Le mensonge possible concernant les derniers jours d'Hitler est donc problématique. Si la dépouille d'Hilter n'a pas été consummée par les flammes, on est en droit de même douter de son suicide. Et si quelqu'un avait intérêt à élaborer le mythe de cet auto-da-Fé, ne pouvait-on avoir le même intérêt à cacher son emprisonnement? Comment conciler l'image du dictateur mégalomane, qui ne se résignait pas à reconnaître la chute du Reich, la défaite militaire, avec celle d'un homme se suicidant?

Par ailleurs, la thèse que nous avons évoquée, selon laquelle la version officielle du corps brûlé permettait de nier au dictateur toute sépulture, et d'empêcher ainsi toute forme de pélérinage, est tout aussi problématique dans ses conséquences que l'effet recherché. Sans sépulture, Hitler devenait un mythe. Et comment concilier cette version avec le fait que le bunker d'Hitler à Berlin, fut lui conservé, et se voit transformé aujourd'hui en boite de nuit, dont on mesurer sans difficulté la dimension morbide, mais aussi la récupération de cette dimension de pélérinage dans une Allemagne où fleurit la théorie néo-nazie.

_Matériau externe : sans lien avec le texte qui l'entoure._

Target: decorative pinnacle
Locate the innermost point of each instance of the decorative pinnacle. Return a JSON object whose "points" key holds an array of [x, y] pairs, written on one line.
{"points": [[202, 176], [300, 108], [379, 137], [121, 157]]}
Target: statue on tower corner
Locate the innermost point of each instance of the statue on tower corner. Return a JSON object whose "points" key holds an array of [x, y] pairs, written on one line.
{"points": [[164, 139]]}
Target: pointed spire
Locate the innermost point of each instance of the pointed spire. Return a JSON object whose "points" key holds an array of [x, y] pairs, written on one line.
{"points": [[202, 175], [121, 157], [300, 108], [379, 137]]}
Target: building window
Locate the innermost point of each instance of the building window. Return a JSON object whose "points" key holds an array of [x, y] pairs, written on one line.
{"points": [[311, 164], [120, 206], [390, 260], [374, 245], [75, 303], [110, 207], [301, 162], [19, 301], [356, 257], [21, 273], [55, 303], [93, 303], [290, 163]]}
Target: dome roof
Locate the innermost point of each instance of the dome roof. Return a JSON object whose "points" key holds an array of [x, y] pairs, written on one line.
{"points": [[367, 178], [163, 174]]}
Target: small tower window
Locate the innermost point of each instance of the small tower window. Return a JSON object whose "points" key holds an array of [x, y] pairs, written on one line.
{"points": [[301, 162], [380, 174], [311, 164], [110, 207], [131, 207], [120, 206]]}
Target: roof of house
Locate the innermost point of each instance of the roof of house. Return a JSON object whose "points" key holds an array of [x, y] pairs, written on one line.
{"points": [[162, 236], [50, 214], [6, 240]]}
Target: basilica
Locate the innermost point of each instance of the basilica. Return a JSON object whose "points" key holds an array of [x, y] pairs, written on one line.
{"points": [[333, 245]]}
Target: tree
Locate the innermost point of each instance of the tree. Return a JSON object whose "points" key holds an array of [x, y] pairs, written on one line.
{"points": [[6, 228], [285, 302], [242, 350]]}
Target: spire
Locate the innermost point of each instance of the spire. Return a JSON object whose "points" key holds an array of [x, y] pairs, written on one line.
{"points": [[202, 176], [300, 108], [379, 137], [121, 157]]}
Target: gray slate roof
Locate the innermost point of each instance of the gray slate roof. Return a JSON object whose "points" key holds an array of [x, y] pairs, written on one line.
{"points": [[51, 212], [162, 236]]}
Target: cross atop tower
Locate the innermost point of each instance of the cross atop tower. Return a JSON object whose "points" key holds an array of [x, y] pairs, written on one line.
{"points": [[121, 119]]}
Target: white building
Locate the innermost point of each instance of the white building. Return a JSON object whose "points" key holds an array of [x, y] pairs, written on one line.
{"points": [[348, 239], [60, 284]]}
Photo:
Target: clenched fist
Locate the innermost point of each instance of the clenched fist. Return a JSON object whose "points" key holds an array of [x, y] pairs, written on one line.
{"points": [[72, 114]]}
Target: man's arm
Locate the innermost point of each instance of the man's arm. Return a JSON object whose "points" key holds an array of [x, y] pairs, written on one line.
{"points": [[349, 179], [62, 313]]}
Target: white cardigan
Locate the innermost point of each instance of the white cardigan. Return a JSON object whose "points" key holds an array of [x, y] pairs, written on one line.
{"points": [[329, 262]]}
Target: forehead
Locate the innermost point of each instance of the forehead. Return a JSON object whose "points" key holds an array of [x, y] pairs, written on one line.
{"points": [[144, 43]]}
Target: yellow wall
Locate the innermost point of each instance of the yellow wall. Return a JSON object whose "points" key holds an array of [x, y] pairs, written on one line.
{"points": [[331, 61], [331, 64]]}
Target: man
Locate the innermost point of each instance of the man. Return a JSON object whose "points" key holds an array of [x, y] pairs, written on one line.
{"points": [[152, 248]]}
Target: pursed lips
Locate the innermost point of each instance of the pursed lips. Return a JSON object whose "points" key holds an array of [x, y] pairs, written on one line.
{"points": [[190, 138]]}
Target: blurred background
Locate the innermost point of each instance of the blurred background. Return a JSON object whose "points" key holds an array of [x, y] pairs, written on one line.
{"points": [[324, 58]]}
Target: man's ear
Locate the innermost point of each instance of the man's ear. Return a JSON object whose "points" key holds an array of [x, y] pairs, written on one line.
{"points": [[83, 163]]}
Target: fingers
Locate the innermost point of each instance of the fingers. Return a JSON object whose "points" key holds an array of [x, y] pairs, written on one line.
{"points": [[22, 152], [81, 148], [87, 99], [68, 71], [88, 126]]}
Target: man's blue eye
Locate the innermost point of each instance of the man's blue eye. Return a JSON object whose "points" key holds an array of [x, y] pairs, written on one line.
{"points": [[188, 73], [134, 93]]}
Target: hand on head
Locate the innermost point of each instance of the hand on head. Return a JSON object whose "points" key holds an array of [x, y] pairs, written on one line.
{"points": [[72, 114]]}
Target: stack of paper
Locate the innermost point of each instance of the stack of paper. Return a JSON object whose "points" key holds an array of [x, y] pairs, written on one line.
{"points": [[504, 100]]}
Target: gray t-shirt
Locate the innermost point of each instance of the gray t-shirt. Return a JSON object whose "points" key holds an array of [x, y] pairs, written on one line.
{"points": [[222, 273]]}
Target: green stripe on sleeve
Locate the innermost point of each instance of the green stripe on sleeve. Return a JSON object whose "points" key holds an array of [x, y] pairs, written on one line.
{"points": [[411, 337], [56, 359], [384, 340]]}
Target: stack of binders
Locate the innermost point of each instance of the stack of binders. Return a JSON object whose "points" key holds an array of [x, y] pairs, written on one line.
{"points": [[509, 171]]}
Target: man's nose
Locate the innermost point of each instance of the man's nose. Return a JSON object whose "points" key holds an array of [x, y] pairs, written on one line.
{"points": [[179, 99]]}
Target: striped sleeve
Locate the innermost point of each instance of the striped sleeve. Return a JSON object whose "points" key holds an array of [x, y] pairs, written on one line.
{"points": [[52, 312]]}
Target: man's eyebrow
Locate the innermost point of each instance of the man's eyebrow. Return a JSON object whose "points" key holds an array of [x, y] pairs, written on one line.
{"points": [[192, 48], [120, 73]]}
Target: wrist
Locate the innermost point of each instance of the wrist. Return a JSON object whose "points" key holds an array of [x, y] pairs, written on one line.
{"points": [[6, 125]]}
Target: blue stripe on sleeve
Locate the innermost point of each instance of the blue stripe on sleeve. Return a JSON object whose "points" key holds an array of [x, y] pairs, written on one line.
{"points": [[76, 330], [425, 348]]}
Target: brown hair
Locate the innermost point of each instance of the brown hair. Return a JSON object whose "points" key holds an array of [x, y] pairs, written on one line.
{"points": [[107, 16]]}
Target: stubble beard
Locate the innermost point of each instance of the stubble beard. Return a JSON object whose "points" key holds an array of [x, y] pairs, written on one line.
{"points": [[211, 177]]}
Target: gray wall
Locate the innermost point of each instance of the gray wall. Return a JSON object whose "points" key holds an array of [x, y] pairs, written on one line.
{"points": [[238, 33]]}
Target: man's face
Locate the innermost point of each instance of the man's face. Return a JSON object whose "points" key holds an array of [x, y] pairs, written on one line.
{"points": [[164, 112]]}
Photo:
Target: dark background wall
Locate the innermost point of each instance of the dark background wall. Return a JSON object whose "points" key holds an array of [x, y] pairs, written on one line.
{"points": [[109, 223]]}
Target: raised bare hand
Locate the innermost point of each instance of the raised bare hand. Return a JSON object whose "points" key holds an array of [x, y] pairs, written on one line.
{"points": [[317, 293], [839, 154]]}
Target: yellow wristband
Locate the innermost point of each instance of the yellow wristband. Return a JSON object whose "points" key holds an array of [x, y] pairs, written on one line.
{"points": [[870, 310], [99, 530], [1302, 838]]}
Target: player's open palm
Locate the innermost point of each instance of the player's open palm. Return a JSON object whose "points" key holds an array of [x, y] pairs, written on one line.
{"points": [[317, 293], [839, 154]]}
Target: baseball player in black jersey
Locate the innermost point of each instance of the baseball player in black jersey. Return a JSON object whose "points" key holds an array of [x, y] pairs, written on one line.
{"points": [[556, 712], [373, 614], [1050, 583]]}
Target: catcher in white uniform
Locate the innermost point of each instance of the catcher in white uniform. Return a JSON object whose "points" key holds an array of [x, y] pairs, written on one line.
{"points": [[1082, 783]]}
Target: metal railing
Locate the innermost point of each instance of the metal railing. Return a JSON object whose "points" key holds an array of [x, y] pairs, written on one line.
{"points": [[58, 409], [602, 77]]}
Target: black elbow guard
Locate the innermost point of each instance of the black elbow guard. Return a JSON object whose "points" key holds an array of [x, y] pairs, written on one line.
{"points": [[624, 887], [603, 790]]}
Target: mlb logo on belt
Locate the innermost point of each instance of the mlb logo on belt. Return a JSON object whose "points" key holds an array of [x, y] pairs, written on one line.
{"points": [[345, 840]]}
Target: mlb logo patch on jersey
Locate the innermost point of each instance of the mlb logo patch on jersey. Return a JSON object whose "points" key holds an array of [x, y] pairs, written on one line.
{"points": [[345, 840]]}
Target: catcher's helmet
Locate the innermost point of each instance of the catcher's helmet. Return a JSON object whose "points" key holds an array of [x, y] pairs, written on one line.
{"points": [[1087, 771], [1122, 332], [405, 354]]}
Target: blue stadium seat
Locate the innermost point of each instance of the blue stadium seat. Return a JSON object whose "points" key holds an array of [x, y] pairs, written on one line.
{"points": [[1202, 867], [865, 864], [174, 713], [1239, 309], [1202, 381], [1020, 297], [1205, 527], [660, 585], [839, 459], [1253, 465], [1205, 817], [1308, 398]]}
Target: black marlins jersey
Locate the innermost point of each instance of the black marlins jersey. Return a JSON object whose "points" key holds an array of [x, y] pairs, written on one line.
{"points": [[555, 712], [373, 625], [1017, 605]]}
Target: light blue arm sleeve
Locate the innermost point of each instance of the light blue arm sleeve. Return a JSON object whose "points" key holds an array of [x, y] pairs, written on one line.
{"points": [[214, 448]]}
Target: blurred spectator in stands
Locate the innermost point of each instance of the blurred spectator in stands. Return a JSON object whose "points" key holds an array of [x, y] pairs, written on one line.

Simultanément l'exposition russe met à jour plus d'interrogations que de réponses. Que signifie l'exposition d'ossements? Les Russes ont donc enterré, puis déterré Hitler, car on les imagine mal procédant à la technique moyen-âgeuse consistant à faire bouillir les corps pour les désosser. S'ils souhaitaient conserver le corps d'Hitler, pourquoi l'avoir enterré, et ne pas l'avoir embaumé, comme celui de Lénine, comme trophée de guerre? S'ils souhaitaient l'enterrer, pourquoi l'avoir déterré, et surtout actuellement.

L'acte est pour le moins ambivalent, et l'une des hypothèses que nous avançons est que l'absence même de commentaire ou d'explication accompagnant cette macabre exposition permet au gouvernement russe actuel de laisser les groupes néo-fasciste russes interpréter l'exposition de cette dépouille dans le sens qu'ils souhaitent, voire de la vénérer. on sait que ces groupes posent un probème grave à l'actuelle Russie qui ne parvient pas à les contrôler. Exposer la dépouille d'Hitler permet certainement à Poutine de se poser implicitement comme un rival efficace des candidats néo-nazis au pouvoir. Le crâne d'Hitler n'est plus le symbole de la dénonciation du pouvoir nazi et de ses horreurs. Il pourrait bien être devenu la bannière glorieuse de réunion des extrèmistes russes.